Self-doubt and lack of self-worth I would say are the cause of all the woes in the world. They are the root of all illness, I know, I speak from experience. And sometimes you have to climb a mountain in order to get a better view. We fear pain and death only because we refuse to understand it, because we fear how these things might change us. Change us they do, and change is about a natural a thing as you can shake a big stick at. It’s inevitable, so no point wrestling with it. Change is necessary for whatever reason is held dear to the person undergoing it. Change is always positive, and is always a solution.
As always, accurate, precise and empathetic.
All my life I’ve been confronted by and with ‘experts’; and spat ’em out.
When told that you are wise I thought just another bloody pretender.

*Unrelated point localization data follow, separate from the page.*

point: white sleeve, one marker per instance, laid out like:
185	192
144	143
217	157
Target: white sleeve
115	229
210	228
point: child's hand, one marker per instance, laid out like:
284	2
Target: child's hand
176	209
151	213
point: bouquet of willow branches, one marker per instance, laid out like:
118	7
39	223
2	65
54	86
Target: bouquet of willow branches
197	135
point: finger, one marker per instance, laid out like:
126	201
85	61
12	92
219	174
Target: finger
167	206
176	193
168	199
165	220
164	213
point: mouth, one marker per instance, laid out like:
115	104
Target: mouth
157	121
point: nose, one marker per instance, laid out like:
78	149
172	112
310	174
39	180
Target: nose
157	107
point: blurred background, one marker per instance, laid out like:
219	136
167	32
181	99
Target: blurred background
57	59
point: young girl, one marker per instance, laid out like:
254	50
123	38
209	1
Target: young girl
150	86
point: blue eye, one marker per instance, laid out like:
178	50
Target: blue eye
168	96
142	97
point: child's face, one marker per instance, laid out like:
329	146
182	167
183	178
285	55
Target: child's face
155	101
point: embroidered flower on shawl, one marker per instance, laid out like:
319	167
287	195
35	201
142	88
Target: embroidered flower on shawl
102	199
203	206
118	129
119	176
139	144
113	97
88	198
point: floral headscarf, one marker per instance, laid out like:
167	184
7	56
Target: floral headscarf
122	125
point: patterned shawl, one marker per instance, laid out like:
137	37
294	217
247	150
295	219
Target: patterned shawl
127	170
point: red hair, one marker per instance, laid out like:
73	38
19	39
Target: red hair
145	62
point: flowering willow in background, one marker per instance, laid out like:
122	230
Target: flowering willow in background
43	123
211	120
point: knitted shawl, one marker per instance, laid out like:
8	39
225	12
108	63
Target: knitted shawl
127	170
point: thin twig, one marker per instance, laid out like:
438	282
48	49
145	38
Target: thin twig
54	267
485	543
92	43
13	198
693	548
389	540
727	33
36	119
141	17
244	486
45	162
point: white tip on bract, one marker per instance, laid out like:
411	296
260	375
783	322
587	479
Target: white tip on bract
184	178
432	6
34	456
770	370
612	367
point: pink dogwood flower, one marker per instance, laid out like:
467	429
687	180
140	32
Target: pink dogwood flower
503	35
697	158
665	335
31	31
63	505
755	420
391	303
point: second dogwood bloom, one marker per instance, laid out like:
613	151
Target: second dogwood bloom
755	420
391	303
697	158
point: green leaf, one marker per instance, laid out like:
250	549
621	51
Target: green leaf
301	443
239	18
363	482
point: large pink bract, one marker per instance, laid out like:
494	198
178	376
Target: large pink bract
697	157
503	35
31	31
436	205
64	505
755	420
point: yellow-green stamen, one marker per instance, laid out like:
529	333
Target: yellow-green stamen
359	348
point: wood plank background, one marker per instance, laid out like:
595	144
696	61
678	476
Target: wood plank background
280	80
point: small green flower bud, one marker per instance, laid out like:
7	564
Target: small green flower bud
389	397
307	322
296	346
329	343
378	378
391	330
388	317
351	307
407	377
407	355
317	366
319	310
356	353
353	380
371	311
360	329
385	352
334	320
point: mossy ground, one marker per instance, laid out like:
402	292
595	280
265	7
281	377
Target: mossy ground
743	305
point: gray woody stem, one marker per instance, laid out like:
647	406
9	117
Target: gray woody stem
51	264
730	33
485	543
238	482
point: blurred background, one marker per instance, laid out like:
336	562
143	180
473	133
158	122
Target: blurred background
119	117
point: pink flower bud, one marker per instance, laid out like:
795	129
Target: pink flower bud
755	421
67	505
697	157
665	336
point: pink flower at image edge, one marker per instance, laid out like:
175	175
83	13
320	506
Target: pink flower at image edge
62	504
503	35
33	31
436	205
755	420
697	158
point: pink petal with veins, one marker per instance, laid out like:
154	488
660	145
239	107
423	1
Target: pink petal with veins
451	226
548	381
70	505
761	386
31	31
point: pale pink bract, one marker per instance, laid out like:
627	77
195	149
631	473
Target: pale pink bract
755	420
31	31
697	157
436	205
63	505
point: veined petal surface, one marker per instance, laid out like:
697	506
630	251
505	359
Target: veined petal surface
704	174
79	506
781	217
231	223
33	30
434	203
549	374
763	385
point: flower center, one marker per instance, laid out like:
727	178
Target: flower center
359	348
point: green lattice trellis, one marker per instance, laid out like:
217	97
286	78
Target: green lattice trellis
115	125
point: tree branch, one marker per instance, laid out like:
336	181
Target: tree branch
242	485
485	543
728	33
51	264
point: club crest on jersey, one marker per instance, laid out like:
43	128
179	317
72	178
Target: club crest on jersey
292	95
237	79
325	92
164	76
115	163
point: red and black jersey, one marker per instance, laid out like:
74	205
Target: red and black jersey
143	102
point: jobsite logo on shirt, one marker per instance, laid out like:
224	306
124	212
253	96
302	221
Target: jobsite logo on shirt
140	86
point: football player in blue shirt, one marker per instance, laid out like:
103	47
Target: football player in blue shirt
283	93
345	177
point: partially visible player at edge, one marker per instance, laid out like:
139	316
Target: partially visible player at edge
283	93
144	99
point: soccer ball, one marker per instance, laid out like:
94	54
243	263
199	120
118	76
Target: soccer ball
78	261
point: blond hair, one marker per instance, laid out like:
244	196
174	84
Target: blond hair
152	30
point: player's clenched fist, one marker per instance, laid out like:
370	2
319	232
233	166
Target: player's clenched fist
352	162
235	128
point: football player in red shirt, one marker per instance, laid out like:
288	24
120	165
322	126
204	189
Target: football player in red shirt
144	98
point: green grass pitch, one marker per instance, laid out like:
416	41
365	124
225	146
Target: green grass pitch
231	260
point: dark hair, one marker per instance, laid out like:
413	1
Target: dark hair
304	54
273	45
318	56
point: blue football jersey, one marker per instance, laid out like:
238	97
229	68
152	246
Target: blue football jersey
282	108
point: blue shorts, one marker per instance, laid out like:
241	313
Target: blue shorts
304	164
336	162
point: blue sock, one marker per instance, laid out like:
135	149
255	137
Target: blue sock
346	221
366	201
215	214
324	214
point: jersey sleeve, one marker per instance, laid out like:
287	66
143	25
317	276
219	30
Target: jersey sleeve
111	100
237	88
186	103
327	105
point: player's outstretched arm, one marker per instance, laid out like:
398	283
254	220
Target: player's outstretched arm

But no. You are different. I don’t in all humility think you can teach me a great deal—you said as much yourself—but certainly you’ve already clarified a very great deal and bolstered me immensely when I needed it. You’ve given me much, and I’m very grateful for the time and effort.
I’d better quit now before I start gushing …
Gush away my friend. I won’t mind 😉
My job is never to teach, just to remind both myself and anyone who gets caught up in my wake… hope the water hasn’t been too choppy for you…
Glug?
Life-ring… Sponge, soap-on-a-rope?
Ever seen a bull terrier who’s been chewing soap? I have … actually quite hilarious …
“Err… Mr Argus why is your dog foaming at the mouth? Isn’t that a sign of rabbis?”
“Surely you meant to say Rabies Mr Keen”
“Oh is that not what I said?”
“Nope, you definitely said Rabbis”
[meanwhile erstwhile pooch is having a great time, spluttering and snorting with the soapy bubbles going up his nose]…
“Hey you! Dumb dog!”
“Wooffflibet?”
“I said ‘rabbits!’ … not rabies! Now go wash your mouth out …”
That’s very funny, you voiced almost exactly what I had in my head but failed to write, I did wonder if you would pick up on it and run with it!
Wag wag wag …
Just as well he didn’t think I was speaking Jewish …
Not enough soap to wash the ‘Oy vey’ out of that one!